The frustration emanating from a longtime resident was palatable at the tail end of the Marblehead Select Board meeting on Wednesday night.
Biff Martin, the Marblehead Model Yacht Club commodore, over the years has advocated for the town to address the hole-riddled cement and asphalt paths outlining Redd’s Pond.
“I get so wound up about this,” he told the Select Board. “I want to get the sidewalk patched up for at least the rest of the season without a big deal. Can you tell me who is supposed to fix it?”

Marblehead Park and Recreation Commission’s public meeting minutes detail Martin’s registered concerns about the state of Redd’s Pond as far back as 2018.
When holes do get filled in, they open back up, Martin said.
“Last summer, one of [our model yacht club] members – 82 years old – twisted and fell on his face directly on the hot-top,” Martin said, “Now he is afraid of walking there.”
Martin inspired Judy Gates, who came to the meeting for another matter, to register her own opinion on the public pond.
“I’ve lived three doors down from Redd’s Pond and walked past it numerous times. My kids ice skated on it. It’s part of our lives, with the sailing and so forth. And that’s been fun for so many years,” she said. “So I sort of feel a special interest in it too and have been disappointed, frankly, how uncared for it has been.”
Redd’s Pond, a natural body of water located off Pond Street, covers 1.81 acres and offers skating in the winter and model boat races in the summer.
“The pond is bordered on the Old Burial Hill side by rock outcroppings that slope right to the pond edge. A walkway, which is in poor condition, lines the north and west sides of the pond leading from the burial ground around to Pond Street,” reads the Marblehead Reconnaissance Report. “The wall and the walkway were built in 1934 as part of Workers Progress Administration projects.”

Moses Grader, the Select Board chairman, called the pond a town jewel.
“It deserves our complete attention,” he said, adding that patches and hole-filling would not suffice in the long term.
“There’s been a slippage between, you know, who actually owns it,” Grader said. “And that’s just from a maintenance point of view. I’m also aware there are probably structural issues with the sidewalk.”

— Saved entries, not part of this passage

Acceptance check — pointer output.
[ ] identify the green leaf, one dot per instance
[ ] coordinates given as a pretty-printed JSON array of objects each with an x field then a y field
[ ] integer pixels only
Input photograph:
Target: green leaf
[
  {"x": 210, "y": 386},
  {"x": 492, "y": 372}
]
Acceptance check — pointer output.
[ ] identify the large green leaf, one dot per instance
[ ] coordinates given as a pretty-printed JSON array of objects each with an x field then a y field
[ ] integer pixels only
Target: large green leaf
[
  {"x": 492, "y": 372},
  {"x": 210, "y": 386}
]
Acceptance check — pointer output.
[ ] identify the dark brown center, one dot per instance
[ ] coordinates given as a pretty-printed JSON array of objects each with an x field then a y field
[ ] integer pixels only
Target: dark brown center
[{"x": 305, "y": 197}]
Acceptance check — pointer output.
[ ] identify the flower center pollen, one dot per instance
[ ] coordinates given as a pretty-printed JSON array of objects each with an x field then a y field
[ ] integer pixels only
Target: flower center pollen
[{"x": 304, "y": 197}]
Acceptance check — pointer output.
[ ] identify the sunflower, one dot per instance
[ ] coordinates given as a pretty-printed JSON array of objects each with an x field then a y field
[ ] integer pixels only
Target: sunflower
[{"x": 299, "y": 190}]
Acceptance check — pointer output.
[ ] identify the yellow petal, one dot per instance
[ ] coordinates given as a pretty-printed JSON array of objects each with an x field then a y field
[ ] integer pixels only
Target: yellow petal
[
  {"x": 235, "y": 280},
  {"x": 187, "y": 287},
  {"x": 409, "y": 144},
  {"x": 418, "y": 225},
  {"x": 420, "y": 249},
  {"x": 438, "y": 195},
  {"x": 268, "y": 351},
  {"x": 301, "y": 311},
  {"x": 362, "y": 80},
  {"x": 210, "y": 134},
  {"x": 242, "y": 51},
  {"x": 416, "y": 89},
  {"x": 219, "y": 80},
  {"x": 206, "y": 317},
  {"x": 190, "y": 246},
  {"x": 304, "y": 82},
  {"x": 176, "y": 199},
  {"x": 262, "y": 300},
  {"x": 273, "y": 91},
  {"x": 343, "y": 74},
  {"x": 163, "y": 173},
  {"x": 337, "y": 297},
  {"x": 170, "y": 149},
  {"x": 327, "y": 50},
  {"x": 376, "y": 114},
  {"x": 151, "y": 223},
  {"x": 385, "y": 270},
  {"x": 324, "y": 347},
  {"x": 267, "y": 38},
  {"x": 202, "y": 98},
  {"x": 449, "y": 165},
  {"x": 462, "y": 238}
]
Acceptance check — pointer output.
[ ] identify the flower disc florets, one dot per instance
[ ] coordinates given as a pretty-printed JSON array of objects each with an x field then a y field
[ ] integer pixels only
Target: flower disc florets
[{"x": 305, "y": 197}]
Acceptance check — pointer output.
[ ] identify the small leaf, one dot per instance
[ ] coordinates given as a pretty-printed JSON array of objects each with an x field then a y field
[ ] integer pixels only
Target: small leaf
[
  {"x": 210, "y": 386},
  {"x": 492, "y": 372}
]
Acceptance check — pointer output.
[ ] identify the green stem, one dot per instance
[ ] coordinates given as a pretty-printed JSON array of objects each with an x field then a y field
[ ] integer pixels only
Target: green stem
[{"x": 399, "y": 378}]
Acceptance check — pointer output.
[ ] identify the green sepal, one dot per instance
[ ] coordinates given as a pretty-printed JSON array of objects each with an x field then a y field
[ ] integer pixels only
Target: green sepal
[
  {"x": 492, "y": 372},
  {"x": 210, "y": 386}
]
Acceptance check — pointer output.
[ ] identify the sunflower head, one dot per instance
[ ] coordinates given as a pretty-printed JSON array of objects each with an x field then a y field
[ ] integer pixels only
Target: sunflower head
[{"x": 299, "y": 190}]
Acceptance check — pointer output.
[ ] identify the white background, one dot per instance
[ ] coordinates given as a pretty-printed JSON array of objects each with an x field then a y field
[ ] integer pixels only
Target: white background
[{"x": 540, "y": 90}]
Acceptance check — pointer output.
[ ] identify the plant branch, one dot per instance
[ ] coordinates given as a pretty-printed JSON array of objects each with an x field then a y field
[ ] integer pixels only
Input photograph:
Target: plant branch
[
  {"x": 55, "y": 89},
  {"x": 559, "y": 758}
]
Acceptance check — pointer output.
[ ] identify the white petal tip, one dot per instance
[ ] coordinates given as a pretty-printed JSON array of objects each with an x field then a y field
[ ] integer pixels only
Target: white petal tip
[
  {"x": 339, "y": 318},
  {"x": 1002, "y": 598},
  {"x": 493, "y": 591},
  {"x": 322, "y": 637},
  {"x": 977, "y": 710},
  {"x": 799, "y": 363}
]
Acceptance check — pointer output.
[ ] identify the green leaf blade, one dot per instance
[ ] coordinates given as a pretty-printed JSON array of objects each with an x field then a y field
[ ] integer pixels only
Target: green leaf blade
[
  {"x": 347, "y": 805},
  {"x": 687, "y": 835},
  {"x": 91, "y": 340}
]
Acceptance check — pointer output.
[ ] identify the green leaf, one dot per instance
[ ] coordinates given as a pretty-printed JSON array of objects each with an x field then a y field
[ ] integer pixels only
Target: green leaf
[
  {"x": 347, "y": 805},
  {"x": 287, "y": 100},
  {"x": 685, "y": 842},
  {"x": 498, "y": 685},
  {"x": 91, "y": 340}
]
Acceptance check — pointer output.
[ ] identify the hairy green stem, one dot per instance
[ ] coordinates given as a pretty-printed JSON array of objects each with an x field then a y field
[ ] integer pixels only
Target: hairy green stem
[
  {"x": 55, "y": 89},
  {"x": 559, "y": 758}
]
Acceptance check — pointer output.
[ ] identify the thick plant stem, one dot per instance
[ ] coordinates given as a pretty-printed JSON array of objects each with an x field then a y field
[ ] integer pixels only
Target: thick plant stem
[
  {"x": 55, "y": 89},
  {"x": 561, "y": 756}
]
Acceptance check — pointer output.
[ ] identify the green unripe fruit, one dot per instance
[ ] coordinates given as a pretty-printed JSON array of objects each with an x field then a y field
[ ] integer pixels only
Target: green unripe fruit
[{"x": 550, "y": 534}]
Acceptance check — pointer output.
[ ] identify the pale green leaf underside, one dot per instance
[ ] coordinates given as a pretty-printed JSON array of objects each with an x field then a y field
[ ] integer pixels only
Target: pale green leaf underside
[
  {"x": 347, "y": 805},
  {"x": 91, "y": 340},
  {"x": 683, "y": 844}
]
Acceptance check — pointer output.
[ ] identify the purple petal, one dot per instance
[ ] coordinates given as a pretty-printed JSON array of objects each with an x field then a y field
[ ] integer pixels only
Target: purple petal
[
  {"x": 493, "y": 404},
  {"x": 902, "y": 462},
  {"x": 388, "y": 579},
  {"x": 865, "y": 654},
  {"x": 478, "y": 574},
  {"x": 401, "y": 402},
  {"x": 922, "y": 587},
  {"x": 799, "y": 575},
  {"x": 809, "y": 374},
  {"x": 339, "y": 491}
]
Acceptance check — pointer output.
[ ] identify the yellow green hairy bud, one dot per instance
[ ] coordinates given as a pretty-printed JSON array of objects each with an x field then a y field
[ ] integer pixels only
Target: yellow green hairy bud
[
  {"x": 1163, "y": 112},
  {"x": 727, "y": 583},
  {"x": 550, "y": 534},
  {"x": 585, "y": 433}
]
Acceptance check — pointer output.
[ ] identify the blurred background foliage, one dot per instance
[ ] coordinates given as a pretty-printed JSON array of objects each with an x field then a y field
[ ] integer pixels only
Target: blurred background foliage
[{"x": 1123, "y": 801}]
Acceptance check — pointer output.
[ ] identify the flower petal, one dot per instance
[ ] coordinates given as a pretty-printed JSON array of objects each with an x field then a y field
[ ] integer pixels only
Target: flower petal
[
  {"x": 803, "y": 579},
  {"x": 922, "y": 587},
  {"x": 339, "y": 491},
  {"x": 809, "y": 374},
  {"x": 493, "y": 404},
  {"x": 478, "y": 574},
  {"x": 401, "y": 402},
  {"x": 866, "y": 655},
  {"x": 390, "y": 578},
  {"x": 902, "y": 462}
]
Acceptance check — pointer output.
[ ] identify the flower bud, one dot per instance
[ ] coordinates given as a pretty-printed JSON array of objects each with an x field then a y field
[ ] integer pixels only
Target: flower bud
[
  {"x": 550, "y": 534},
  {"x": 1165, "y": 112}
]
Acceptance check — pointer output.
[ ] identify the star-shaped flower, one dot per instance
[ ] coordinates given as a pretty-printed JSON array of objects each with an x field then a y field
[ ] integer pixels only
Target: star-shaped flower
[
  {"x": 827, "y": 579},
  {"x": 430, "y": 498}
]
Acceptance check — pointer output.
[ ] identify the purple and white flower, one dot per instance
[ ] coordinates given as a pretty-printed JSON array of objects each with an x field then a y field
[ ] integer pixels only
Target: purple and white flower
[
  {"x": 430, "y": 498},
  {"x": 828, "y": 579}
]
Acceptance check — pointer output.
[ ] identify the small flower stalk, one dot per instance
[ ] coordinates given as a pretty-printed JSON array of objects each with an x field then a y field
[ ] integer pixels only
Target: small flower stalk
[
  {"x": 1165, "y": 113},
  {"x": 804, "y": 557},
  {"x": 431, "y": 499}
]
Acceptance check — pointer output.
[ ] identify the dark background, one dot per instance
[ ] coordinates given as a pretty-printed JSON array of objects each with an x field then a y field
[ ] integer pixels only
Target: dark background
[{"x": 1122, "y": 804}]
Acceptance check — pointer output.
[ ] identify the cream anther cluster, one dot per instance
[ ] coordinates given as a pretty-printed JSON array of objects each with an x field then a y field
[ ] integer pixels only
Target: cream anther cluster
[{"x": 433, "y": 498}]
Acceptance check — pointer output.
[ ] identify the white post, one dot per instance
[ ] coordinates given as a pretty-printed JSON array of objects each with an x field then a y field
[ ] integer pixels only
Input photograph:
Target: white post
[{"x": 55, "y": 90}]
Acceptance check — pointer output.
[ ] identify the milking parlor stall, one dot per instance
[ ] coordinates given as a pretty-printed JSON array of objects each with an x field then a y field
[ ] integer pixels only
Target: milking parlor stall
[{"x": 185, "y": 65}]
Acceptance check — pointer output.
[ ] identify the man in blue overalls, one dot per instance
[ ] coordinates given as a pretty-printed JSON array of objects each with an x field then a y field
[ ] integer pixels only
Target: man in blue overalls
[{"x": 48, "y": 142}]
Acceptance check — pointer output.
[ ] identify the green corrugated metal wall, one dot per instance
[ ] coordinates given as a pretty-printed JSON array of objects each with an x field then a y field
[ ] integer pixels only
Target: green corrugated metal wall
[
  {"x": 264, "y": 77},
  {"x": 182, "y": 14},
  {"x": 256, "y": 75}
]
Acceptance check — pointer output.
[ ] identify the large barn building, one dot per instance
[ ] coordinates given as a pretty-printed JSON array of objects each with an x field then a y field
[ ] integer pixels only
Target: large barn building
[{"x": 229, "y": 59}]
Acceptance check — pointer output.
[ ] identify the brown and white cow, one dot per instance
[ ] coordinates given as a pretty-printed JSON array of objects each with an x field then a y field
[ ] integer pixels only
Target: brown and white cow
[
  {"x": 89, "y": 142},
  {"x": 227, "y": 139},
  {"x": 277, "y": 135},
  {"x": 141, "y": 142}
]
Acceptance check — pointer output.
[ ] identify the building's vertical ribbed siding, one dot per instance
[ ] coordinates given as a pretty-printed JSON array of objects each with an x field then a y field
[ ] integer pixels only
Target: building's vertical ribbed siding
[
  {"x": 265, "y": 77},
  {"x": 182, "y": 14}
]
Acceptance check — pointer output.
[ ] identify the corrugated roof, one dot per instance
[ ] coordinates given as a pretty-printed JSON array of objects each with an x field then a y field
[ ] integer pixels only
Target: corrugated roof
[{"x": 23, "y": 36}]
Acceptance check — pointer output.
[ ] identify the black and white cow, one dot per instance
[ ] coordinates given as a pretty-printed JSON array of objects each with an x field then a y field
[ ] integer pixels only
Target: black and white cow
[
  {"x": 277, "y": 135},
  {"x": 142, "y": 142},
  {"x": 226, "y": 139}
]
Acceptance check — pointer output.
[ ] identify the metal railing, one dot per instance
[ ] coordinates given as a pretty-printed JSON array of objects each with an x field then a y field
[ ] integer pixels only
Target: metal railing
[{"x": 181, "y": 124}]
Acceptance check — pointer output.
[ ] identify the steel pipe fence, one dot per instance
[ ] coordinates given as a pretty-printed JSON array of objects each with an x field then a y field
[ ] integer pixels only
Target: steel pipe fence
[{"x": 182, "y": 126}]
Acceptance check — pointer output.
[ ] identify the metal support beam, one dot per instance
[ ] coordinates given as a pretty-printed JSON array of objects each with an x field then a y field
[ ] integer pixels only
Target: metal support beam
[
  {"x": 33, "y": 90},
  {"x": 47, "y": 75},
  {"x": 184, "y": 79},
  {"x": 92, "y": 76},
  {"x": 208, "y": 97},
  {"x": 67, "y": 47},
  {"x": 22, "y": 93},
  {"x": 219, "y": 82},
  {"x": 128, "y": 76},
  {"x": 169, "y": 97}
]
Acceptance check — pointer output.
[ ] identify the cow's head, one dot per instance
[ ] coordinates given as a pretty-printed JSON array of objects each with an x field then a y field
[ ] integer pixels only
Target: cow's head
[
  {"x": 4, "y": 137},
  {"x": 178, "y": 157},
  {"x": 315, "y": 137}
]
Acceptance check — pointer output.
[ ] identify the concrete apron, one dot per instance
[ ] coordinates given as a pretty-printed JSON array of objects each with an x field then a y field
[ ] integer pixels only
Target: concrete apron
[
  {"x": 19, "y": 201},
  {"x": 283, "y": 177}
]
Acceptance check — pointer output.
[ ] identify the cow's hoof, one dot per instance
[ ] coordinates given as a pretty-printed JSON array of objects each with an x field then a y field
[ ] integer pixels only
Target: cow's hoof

He added, “There’s really degradation under that, so we are thinking about ways to do something that’s on a feasibility basis that we talked about with the prior town administrator.”
The Marblehead Fiscal Year 2022-26 Capital Improvement Project lists $75,000 for Redd’s Pond Walkway Improvements under the Fiscal Year 2023 column.
“The town spends millions of dollars on every fancy park, ” Martin said. “We need to make it so that nobody is going to twist their ankel and fall in [the pond].”
He noted a 2015 incident where a man using a scooter hit crack and fell in the pond.
“The pond is named for Wilmot Redd, a fishwife, known as Mammy who was tried and hung in the 1692 Witch Trials of Salem,” reads the town’s reconnaissance report. “A stone in memory of Mammy Redd, was installed at the edge of the burial ground, set back somewhat from the pond in the late 20th century.”